After Ely's, we got back in the van for a drive up river and lunch at the Lovin’ Oven in Frenchtown, N.J. It's not technically in Bucks County but owner Julie Fern uses almost all local produce, meats and dairy products, indicative to the mantra of the food tour.
A locally-grown heirloom squash soup and a delicious salad with local greens and goat cheese started our lunch. Then we enjoyed a choice of an omelet made from Kerr Farm sweet corn, Happy Farm eggs and Bobolink Dairy cheddar cheese or an open faced grilled sandwich with Manoff Market Gardens apples and brie cheese.
While eating the delicious food, I had a chance to talk with Goldman and Brown about the tour.
“Bucks County is becoming a mecca for people that love fine, fresh artisanal food," Goldman said. "We created Bucks County Food Tours to provide an exciting and delicious experience for tourists and locals alike, promoting local businesses who specialize in producing exceptional food products.”
After lunch, Manoff Market Gardens was next. There, we met Amy and Gary Manoff, who showed us around their orchards and farm store. Amy Manoff explained their involvement with the food tour. “We are not on a main road," she said. "The farm tour has been a great way for customers to connect with us and get to know our products.”
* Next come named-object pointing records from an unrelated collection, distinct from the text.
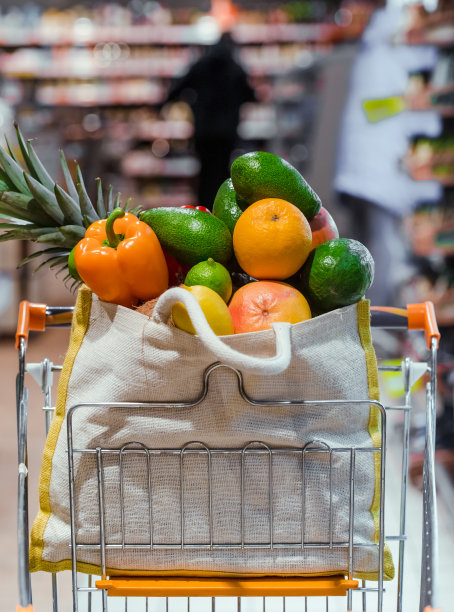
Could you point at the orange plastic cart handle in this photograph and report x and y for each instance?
(32, 317)
(419, 316)
(422, 316)
(141, 586)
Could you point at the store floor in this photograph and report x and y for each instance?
(52, 345)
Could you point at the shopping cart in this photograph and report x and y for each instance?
(330, 593)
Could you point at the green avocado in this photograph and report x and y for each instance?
(260, 175)
(190, 235)
(337, 273)
(227, 205)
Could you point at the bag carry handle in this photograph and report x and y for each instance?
(225, 354)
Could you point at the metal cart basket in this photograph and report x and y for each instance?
(330, 593)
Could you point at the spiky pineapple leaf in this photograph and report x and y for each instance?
(86, 205)
(6, 181)
(14, 171)
(100, 201)
(69, 208)
(110, 205)
(117, 202)
(68, 177)
(73, 233)
(16, 205)
(45, 198)
(56, 239)
(15, 225)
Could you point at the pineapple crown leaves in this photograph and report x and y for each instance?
(37, 209)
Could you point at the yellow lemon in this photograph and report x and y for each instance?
(213, 306)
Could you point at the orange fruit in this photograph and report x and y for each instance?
(272, 239)
(256, 306)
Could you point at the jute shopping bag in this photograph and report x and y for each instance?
(255, 503)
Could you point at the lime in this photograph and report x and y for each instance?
(213, 275)
(337, 273)
(213, 306)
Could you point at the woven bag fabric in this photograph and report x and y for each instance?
(260, 514)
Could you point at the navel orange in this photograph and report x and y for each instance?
(272, 239)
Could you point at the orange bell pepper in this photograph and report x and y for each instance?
(120, 259)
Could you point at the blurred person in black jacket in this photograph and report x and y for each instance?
(215, 87)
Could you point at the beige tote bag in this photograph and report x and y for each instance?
(218, 478)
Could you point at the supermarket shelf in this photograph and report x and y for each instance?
(137, 164)
(91, 34)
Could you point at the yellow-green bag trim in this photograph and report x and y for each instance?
(374, 428)
(79, 326)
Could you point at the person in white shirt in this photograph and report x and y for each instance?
(369, 178)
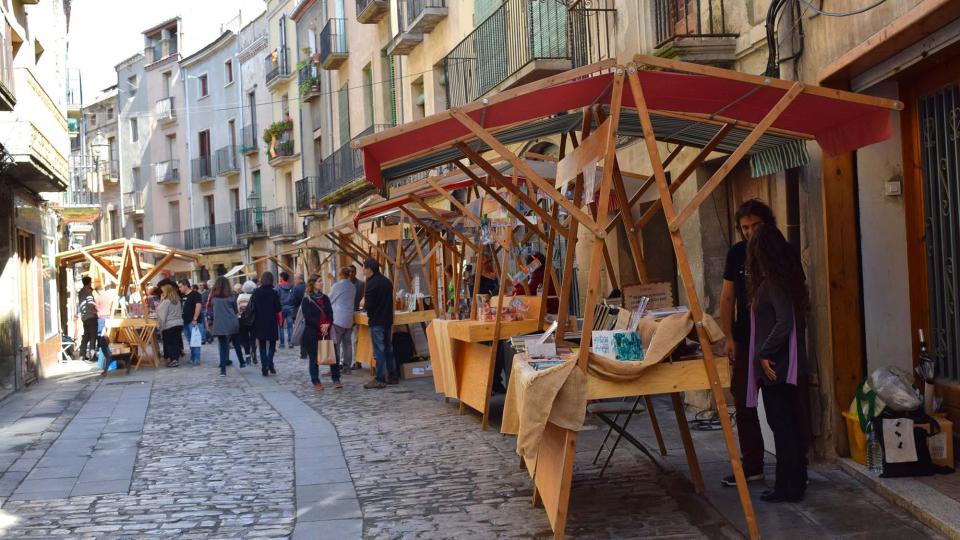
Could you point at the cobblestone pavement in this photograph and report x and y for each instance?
(215, 459)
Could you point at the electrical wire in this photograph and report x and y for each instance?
(842, 13)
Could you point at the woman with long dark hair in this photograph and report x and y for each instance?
(226, 322)
(778, 311)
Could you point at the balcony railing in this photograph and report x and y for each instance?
(174, 239)
(248, 140)
(372, 11)
(227, 162)
(423, 15)
(283, 222)
(167, 171)
(220, 235)
(201, 168)
(519, 36)
(133, 202)
(275, 65)
(164, 110)
(337, 171)
(333, 43)
(251, 222)
(73, 198)
(688, 18)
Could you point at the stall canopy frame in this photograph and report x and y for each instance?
(733, 112)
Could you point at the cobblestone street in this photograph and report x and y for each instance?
(249, 457)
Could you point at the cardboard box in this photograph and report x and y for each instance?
(416, 370)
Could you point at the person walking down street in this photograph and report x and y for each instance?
(778, 310)
(266, 305)
(318, 316)
(342, 298)
(226, 323)
(285, 290)
(247, 337)
(378, 301)
(735, 321)
(170, 319)
(87, 311)
(191, 316)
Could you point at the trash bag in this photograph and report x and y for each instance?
(895, 387)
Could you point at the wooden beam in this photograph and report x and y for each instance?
(521, 166)
(696, 311)
(651, 212)
(736, 156)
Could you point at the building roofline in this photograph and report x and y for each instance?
(160, 26)
(209, 48)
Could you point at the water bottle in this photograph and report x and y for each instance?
(874, 453)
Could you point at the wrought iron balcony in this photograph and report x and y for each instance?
(276, 66)
(133, 202)
(333, 44)
(372, 11)
(424, 15)
(201, 169)
(227, 160)
(283, 222)
(693, 30)
(164, 110)
(248, 140)
(221, 235)
(251, 222)
(167, 171)
(520, 42)
(308, 81)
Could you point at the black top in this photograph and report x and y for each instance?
(190, 303)
(311, 307)
(775, 319)
(266, 305)
(378, 300)
(735, 271)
Manoff Market Gardens grows 27 kinds of peaches and 25 varieties of apples. Gary gave us a sample of their fresh pressed apple cider, only available at the farm. It is unpasteurized, unadulterated and delicious. I tasted four varieties of apples including the elusive Northern Spy -- to me the perfect apple for pie. I bought a quarter bushel for my trip home.
Our last stop was oWowCow Creamery’s newest location at Carousel Gardens in Wrightstown. Owner John Fezzuoglio, a native of Brooklyn, N.Y, said he feels oWowCow is more than just an ice cream shop.
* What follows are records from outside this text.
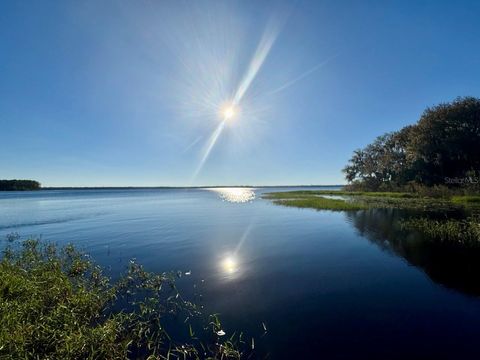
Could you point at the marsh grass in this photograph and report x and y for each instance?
(320, 203)
(455, 231)
(351, 200)
(55, 303)
(467, 199)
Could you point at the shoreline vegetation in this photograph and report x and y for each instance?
(19, 185)
(56, 303)
(460, 231)
(432, 166)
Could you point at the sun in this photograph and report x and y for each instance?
(228, 111)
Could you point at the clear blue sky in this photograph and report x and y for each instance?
(128, 92)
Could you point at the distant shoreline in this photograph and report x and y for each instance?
(180, 187)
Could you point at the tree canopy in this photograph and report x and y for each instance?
(442, 146)
(19, 185)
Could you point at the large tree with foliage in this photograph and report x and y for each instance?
(445, 143)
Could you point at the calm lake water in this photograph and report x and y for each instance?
(331, 285)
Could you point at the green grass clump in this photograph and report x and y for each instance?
(465, 231)
(309, 193)
(320, 203)
(467, 199)
(318, 199)
(57, 304)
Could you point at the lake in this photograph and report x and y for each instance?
(332, 285)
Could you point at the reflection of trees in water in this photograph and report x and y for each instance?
(454, 266)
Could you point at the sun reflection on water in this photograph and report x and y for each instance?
(235, 195)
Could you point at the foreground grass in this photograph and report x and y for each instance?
(57, 304)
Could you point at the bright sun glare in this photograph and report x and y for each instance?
(228, 112)
(229, 265)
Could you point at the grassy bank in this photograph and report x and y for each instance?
(459, 231)
(319, 203)
(355, 200)
(57, 304)
(464, 231)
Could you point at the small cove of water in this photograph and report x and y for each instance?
(332, 284)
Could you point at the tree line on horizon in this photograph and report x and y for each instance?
(441, 149)
(19, 185)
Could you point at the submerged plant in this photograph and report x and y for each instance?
(56, 303)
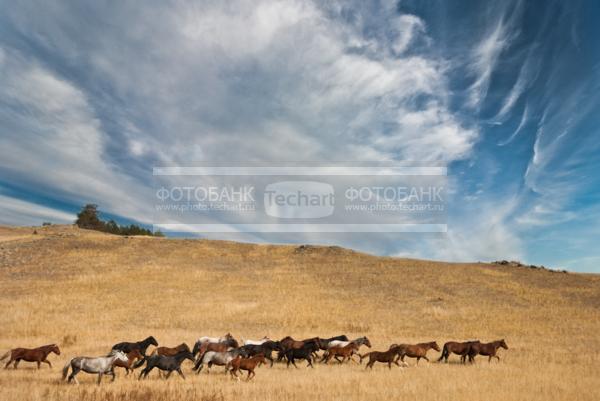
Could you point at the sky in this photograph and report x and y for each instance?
(505, 94)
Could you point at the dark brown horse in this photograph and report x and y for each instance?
(388, 357)
(485, 349)
(345, 352)
(142, 346)
(132, 356)
(38, 355)
(457, 348)
(417, 350)
(166, 351)
(248, 364)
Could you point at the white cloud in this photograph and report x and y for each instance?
(19, 212)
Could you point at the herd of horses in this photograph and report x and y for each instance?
(226, 351)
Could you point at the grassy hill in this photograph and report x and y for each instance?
(86, 291)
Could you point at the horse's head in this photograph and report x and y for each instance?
(120, 355)
(243, 352)
(196, 349)
(186, 355)
(261, 359)
(135, 355)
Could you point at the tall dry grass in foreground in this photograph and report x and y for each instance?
(87, 291)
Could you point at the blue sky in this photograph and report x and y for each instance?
(505, 94)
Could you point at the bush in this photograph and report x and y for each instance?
(88, 218)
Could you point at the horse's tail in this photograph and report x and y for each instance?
(3, 357)
(140, 362)
(364, 356)
(66, 368)
(445, 353)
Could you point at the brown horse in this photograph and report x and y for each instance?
(345, 352)
(388, 357)
(132, 356)
(247, 364)
(38, 355)
(456, 348)
(489, 350)
(417, 350)
(166, 351)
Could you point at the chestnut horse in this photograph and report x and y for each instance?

"We are part of the community and we feel that we need to play our part in supporting other local businesses, we try to buy locally-sourced ingredients and develop relationships with other local food suppliers," Fezzuoglio said.
"My product is about depth of flavor, using a locally grown ingredients creates a product that simply tastes better than something driven from 2,000 miles away. I am a small batch maker and am lucky to be in a place where I can source locally," he added.
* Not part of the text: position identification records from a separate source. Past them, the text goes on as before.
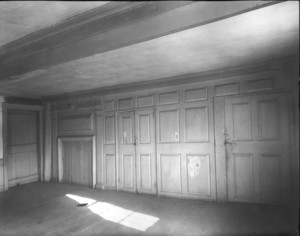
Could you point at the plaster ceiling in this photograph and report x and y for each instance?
(19, 18)
(259, 35)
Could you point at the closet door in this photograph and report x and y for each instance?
(257, 148)
(22, 162)
(126, 152)
(145, 151)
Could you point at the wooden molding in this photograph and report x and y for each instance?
(215, 74)
(110, 27)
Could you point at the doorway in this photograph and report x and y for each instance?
(22, 147)
(257, 148)
(136, 151)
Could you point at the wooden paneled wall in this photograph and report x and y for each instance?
(1, 146)
(190, 156)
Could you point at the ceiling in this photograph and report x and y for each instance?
(256, 36)
(20, 18)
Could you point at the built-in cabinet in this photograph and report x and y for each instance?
(222, 139)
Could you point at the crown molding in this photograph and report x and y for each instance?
(215, 74)
(109, 27)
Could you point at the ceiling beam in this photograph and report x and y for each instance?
(110, 28)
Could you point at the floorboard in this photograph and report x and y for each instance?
(44, 209)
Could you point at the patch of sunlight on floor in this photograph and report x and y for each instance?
(81, 200)
(117, 214)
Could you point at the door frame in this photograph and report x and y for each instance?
(220, 149)
(20, 107)
(60, 168)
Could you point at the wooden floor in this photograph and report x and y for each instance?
(51, 209)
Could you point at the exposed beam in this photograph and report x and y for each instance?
(97, 33)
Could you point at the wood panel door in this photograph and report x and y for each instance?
(185, 151)
(22, 150)
(126, 151)
(136, 151)
(145, 151)
(77, 162)
(257, 147)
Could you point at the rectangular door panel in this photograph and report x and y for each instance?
(127, 176)
(110, 170)
(170, 173)
(145, 172)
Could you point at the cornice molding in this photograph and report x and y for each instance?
(95, 21)
(109, 27)
(215, 74)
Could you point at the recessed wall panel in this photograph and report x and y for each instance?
(127, 171)
(127, 130)
(196, 124)
(110, 170)
(145, 171)
(79, 123)
(109, 130)
(145, 101)
(198, 171)
(170, 172)
(226, 89)
(268, 120)
(126, 103)
(270, 178)
(144, 129)
(109, 105)
(259, 85)
(243, 176)
(241, 121)
(192, 95)
(169, 126)
(168, 98)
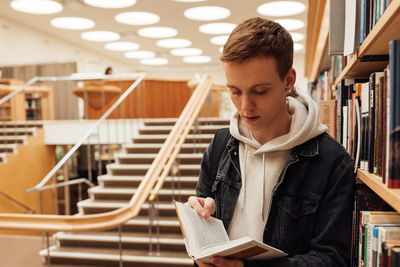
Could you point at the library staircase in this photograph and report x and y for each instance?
(15, 134)
(153, 238)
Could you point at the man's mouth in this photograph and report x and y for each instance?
(251, 118)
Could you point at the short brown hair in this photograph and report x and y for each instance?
(258, 36)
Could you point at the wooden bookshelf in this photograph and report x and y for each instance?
(391, 196)
(317, 38)
(376, 43)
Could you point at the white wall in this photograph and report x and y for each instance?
(22, 45)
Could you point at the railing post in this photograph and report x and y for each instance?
(120, 245)
(48, 249)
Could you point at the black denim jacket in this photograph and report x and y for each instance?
(311, 210)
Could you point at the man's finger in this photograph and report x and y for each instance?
(209, 205)
(197, 203)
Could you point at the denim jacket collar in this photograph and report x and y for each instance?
(307, 149)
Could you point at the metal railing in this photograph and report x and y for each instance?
(115, 218)
(22, 205)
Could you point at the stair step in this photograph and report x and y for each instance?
(111, 257)
(160, 138)
(154, 148)
(3, 158)
(141, 169)
(101, 193)
(89, 206)
(13, 139)
(172, 121)
(141, 224)
(8, 148)
(125, 158)
(140, 241)
(203, 129)
(21, 124)
(108, 180)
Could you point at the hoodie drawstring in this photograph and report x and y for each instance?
(263, 191)
(243, 196)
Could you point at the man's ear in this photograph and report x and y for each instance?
(290, 79)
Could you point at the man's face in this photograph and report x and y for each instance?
(258, 92)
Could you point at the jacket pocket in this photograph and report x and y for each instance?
(295, 222)
(297, 206)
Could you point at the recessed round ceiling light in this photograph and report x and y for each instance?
(297, 36)
(72, 23)
(174, 43)
(297, 47)
(207, 13)
(291, 24)
(110, 3)
(140, 54)
(181, 52)
(217, 28)
(157, 32)
(100, 36)
(38, 7)
(154, 61)
(197, 59)
(281, 8)
(137, 18)
(190, 1)
(219, 40)
(121, 46)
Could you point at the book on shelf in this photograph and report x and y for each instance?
(368, 221)
(336, 27)
(393, 179)
(352, 27)
(387, 247)
(370, 13)
(365, 200)
(207, 237)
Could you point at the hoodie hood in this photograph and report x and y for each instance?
(261, 164)
(304, 125)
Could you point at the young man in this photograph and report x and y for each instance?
(278, 178)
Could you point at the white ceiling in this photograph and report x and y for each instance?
(171, 15)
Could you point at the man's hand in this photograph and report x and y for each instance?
(205, 207)
(221, 262)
Our tour ended where we began, back at Town Crier Bakery.
As I took my cooler from out of the back of the van, I realized I was taking the best of Bucks County home with me.
I had leeks, beets, squash, eggs and onions from Brenda Slack, the most delicious unpasteurized milk, Monterey Jack cheese and grass-fed beef from Birchwood Dairy, Dwight Ely’s delicious bacon and a piece of his Alden’s Blessing cheese and a quarter bushel of locally-grown Northern Spy apples that later turned into the best apple pie I ever made.
I had eaten a locally-sourced healthy lunch and got to chat with local food artisan John Fezzuoglio. The food tour was well worth taking. Goldman and Brown have the same passion for our county as the artisans, farmers, bakers and chefs they introduced us to.
Tours are $95, last about four hours and include lunch. The introductions and back of house access are worth the price. They can customize tours and can take a maximum of six people at a time, a great way to spend a weekend morning.
I feel I now have a better understanding of the food supply in Bucks County. We have a movement that is growing and I feel I met some of the key players.